Вот он уже идет по склону. Обходит уступы и в задумчивости останавливается у входа в пещеру. Тишина. Изредка где-то вспорхнет птичка, и опять тихо. Но что это такое? Мандарга вздрогнул: из глубины пещеры долетели странные звуки — какое-то бормотание, всхлипывание, затем треск. Сердце сжалось от неосознанного страха. Мандарга решительно рванулся внутрь пещеры и в слабом луче заходящего солнца увидел трясущуюся от старости фигуру Гунанг-Ванга.

Старик колдун сидел на корточках перед каменной кучей, за которой была спрятана чуринга Мандарга, и, бормоча какие-то заклинания, шарил непослушными уже, старческими руками под камнями. Он явно что-то искал.

Мандарга был удивлен и взбешен. Гневные слова летели с его уст, но их никто не слышал: ни Гунанг-Ванга, ни сам молодой охотник. Оцепенение прошло, и в пещере раздался страшный по своей силе крик:

— Ты что тут делаешь, колдун!

Грому своего голоса удивился молодой мужчина, а старик колдун как будто ничего не слышал и продолжал шарить под камнями. Мандарга поднял палицу — деревянную плоскую боевую дубину — и двинулся на старика.

Колдун радостно вскрикнул, резко встал с пола. В руках у него была чуринга Мандарга.

— Я нашел ее, я уничтожу ее и ее хозяина! — закричал злобно старик и тут же замолк.

Тяжелая палица опустилась на его голову, старик упал и, падая, сильно ударил чурингу о камни. Чуринга развалилась.

Ужас охватил Мандарга — исчезла его тень, его второе «я», и смерть должна немедленно схватить его.
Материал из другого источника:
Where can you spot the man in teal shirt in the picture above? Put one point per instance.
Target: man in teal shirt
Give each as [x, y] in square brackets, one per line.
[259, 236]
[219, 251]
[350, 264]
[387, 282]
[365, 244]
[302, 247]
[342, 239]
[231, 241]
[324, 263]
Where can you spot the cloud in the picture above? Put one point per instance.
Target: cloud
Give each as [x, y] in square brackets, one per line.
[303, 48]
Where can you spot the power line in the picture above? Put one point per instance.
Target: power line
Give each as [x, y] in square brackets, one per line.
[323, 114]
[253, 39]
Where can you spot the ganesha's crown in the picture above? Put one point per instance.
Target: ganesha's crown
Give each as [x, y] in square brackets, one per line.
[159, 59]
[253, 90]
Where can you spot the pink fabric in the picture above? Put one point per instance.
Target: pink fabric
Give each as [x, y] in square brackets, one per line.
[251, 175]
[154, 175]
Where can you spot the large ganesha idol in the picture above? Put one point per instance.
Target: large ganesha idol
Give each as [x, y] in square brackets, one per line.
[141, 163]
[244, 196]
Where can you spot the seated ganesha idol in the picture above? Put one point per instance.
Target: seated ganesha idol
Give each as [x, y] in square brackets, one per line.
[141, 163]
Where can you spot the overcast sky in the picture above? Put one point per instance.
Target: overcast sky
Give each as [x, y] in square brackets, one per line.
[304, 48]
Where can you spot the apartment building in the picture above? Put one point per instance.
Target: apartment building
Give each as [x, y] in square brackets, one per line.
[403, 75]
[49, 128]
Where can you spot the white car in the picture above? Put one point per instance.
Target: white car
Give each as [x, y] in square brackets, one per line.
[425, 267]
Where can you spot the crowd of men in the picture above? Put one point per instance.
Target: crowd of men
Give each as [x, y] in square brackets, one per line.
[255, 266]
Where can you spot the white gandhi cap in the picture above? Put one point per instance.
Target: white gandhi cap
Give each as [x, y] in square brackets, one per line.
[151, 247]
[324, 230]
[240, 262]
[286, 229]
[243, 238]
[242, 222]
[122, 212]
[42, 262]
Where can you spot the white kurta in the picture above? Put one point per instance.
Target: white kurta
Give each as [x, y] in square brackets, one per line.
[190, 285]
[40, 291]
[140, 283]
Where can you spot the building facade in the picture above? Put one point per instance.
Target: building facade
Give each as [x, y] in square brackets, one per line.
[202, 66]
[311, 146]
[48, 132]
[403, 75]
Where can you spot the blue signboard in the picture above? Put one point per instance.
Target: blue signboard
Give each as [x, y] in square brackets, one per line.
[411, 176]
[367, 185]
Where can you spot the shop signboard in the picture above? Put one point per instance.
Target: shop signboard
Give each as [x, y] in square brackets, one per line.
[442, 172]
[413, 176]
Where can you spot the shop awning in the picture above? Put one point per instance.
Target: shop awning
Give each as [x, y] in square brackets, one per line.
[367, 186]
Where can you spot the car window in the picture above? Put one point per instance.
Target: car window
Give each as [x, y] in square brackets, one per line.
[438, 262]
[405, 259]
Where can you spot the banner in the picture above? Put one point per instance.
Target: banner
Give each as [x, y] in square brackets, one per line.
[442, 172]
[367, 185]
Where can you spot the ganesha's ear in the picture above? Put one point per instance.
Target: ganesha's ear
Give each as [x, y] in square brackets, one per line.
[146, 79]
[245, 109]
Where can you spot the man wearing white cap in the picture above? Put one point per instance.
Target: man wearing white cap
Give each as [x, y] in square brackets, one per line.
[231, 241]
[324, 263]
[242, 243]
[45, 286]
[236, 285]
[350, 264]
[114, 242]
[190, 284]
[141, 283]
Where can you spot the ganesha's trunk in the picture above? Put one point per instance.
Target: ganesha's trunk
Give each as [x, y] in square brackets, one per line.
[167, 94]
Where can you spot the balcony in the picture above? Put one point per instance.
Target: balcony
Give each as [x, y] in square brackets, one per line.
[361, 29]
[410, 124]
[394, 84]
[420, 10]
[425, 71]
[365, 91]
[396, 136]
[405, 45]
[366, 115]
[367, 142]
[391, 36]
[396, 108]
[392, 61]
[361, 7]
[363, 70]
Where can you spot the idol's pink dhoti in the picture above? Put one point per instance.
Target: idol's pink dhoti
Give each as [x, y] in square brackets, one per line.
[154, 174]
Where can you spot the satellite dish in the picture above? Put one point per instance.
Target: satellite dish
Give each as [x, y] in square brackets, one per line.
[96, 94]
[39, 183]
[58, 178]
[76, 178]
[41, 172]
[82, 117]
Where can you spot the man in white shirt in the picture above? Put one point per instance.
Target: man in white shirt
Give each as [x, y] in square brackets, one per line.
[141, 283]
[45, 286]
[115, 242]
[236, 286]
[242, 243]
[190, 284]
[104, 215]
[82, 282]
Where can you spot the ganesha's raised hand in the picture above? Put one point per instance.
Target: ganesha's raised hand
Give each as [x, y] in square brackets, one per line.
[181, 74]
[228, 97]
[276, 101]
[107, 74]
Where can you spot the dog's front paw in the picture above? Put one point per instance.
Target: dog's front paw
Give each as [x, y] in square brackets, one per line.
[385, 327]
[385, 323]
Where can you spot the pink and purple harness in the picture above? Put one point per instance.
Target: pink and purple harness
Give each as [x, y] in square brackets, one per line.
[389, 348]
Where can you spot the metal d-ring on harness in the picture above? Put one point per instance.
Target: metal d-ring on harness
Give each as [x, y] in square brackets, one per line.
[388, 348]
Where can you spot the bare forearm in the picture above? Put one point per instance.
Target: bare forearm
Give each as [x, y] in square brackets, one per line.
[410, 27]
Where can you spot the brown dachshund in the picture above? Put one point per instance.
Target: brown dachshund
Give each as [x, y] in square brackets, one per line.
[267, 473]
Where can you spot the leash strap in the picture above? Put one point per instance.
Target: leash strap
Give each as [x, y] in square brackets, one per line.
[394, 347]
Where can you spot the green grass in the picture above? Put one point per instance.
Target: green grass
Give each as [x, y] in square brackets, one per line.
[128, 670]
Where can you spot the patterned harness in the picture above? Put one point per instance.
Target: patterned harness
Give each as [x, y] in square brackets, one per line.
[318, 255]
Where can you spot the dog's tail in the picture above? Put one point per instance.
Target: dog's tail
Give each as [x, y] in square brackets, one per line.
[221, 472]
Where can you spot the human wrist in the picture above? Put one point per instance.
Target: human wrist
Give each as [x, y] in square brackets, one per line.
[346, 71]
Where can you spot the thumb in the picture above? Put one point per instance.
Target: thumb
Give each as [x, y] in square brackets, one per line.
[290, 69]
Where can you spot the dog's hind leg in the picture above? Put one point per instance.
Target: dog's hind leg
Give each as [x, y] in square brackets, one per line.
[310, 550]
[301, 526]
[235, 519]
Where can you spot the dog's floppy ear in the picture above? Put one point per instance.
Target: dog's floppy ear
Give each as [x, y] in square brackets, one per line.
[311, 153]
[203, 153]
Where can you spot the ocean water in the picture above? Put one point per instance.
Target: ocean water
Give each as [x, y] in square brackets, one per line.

Дыхание перехватило, сердце больно сжалось, с огромным трудом он выбрался из пещеры и рухнул у ее входа.

Здесь его нашли жена и сыновья, не дождавшиеся к трапезе хозяина. Они знали, что после охоты Мандарга всегда ходит в пещеру, где хранятся чуринги. Жена Мандарга знала, где эта пещера, в которой хранилась и ее чуринга, перенесенная из хранилища ее рода Ящерицы в хранилище Речного крокодила. Она знала, но она, как и все женщины племени, никогда не видела своей чуринги после обряда посвящения.

Жизнь еле теплилась в мощном теле охотника. Женщина и дети с трудом поволокли его к родным очагам. Их заметили в стойбище и помогли донести Мандарга до хижины. Мужчины бросились искать колдуна, чтобы получить целебные травы, но так и не нашли его. Старые женщины сами собрали листья и коренья, растолкли их, смешали с водой и поили Мандарга два дня и две ночи. На третий день очнулся охотник. Удивленно осмотрелся вокруг: казалось, он не понимал ни где он, ни что было с ним.

Когда наступил период дождей, Мандарга совсем оправился, но никому не рассказывал, что случилось тогда в пещере. Люди на стойбище поговаривали, что колдун, наверное, ушел под землю, и не вспоминали о нем больше.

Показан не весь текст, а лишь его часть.